Kingsbury was the first Australian soldier to be awarded the Victoria Cross for actions in the South Pacific and also the first on Australian territory. Kingsbury's section remains the most highly decorated section in the British Empire, its members having received a Victoria Cross, one Distinguished Conduct Medal and four Military Medals by war's end; the platoon also suffered the highest proportional losses in the Kokoda Campaign. Kingsbury's platoon sergeant, Sergeant Robert Thompson, later commented that when he was recommending Kingsbury for the Victoria Cross, he was asked several times would he "please write it up a bit more with a bit more action and such" and

On the same day or the next day there was another chap named Charlie McCarthy [sic, McCallum], who really did something, probably far more deserving but they were only going to award one VC, so Bruce got it. I'm not decrying it. He was worded up and Charlie unfortunately was worded down …
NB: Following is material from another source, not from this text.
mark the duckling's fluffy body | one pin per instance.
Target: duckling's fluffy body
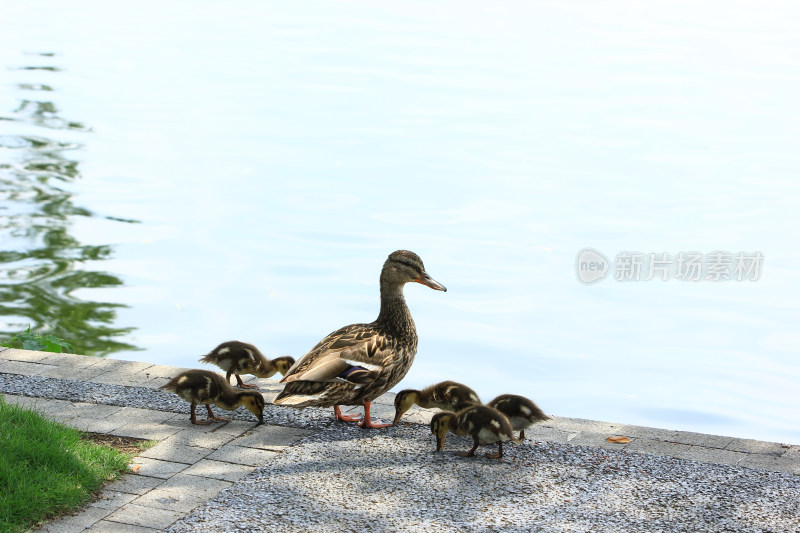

Kingsbury's Rock, the rock next to which Kingsbury died, stands within sight of where the 2/14th Battalion's headquarters had been established, and has been incorporated as part of the Isurava Memorial. His body now rests in the Bomana Cemetery, Port Moresby, and his Victoria Cross is on display at the Australian War Memorial, Canberra. The Melbourne suburb of Kingsbury was named in his honour, as was a rest area on the Remembrance Driveway and a street in the Canberra suburb of Gowrie. Kingsbury's story was featured in the History Channel production For Valour.